Examenstandaard 2: Afname en beoordeling
• De PvB’s bevatten de taken die de student als beginnend beroepsbeoefenaar in het toekomstige beroep uitvoert, afgestemd op het kwalificatiedossier. De werkomstandigheden en de sociale context (verschillende rollen en taken) tijdens de beoordeling van het examen komen zoveel mogelijk overeen met de situatie in het toekomstige beroep. Onderdelen van het examen vinden nog niet in de reële beroepspraktijk plaats, maar in een gesimuleerde omgeving. Het werkveld is betrokken bij de simulatie (PvB) in de vorm van een rol (opdrachtgever), maar heeft bij de beoordeling slechts een adviserende taak. • De Landschapsexamencommissie ziet erop toe dat de afname en beoordeling deugdelijk zijn en verlopen zoals van tevoren is vastgelegd in de examenproducten volgens de PICO-methode (Projectmatig werken In een Competentiegerichte Omgeving).
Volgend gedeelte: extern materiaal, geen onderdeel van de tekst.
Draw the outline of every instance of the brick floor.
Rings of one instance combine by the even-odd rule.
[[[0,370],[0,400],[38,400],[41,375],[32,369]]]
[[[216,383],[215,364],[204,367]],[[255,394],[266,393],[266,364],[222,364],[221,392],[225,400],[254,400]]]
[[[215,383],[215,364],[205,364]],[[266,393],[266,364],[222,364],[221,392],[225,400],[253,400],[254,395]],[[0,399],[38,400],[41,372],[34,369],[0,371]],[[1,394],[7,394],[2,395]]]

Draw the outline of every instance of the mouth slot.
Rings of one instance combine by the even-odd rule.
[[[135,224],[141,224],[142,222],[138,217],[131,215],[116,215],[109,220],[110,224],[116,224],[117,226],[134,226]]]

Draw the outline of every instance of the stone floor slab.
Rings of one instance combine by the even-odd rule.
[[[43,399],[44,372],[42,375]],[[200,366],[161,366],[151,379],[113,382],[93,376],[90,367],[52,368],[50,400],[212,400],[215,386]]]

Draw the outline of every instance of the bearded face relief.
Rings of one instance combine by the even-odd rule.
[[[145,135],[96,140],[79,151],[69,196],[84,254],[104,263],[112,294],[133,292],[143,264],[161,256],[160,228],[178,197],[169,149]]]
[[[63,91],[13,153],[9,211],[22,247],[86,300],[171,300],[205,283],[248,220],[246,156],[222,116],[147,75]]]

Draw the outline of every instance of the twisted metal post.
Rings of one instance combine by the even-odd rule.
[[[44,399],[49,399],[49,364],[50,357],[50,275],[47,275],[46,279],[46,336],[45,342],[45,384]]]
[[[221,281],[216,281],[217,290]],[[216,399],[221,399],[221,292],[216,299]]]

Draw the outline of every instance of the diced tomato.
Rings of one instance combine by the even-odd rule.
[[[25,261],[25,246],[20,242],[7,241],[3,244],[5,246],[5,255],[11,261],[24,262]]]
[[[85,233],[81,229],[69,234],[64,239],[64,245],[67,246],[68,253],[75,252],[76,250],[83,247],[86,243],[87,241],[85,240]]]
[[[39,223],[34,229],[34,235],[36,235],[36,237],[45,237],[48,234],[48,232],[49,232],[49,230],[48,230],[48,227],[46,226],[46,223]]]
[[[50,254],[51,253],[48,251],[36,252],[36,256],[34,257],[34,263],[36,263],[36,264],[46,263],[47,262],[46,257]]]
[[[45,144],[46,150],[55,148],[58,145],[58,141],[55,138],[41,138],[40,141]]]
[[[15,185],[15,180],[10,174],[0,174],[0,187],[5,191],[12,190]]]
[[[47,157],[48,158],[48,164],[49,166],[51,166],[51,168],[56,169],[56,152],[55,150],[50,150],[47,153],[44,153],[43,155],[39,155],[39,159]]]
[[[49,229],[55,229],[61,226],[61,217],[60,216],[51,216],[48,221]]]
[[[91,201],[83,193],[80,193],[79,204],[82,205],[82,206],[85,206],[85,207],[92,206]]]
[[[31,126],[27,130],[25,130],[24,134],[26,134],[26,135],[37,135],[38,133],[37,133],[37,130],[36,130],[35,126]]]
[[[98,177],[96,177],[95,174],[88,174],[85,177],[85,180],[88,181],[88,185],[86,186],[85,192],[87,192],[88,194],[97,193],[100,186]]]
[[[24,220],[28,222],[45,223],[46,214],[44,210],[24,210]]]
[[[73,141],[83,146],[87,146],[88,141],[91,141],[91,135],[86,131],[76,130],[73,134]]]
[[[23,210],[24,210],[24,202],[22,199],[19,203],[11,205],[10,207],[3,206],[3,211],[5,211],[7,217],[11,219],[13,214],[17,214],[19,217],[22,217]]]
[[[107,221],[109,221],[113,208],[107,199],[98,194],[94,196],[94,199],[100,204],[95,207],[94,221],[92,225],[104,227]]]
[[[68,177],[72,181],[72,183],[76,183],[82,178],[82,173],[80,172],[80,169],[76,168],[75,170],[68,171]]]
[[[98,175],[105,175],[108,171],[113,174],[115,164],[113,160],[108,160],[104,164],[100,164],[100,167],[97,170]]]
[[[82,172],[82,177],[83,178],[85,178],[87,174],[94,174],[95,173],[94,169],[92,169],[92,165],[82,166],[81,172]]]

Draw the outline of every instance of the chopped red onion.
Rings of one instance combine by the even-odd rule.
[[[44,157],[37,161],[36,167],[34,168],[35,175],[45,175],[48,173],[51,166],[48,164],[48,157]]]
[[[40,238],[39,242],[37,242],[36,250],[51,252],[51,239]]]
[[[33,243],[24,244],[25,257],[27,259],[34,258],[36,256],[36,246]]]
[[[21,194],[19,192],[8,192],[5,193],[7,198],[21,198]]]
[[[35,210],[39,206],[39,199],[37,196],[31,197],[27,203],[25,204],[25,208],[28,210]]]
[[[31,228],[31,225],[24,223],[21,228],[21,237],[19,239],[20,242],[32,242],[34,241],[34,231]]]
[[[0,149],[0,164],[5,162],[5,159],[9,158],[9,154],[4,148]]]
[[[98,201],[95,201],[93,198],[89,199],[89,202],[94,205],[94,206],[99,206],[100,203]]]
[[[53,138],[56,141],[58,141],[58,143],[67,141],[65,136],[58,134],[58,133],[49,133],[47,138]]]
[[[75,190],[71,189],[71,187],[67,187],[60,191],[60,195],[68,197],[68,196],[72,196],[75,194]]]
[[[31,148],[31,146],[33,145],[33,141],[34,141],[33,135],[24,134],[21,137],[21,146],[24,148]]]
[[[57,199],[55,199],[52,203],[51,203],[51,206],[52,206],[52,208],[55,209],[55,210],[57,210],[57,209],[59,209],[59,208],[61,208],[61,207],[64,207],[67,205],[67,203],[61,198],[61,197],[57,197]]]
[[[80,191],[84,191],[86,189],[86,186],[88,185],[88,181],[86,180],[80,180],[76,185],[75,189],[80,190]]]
Beoordeling van prestaties is voor iedere student gelijk (beoordelingsformulieren met beoordelingsvoorschrift). • De beoordeling vindt plaats door meerdere beoordelaars (binnen de PICO-methode bestaat een rollenverdeling en er is een strikte scheiding tussen begeleiders en beoordelaars) waardoor een hoge mate van objectiviteit wordt bereikt. Voorzieningen die zijn getroffen om dat te bereiken worden bij elke PvB of examen op dezelfde wijze toegepast. • Examenopdrachten, afnamecondities en beoordelingen zijn voor alle studenten gelijk. Bij iedere proeve wordt een instructiebijeenkomst georganiseerd. • Beoordelaars zijn geschoold om op vakinhoudelijk gebied correct de vereiste kennis, houding en vaardigheden van de student te kunnen beoordelen. • De beoordelaars zijn minimaal twee docenten en een vertegenwoordiger uit het werkveld. De beoordelende docenten zijn niet de coaches van de te beoordelen studenten. Momenteel zijn er plannen om een essentieel deel van de beoordelingen in de beroepspraktijk uit te voeren via de Kwabip-methode (kwalificeren en beoordelen in de praktijk).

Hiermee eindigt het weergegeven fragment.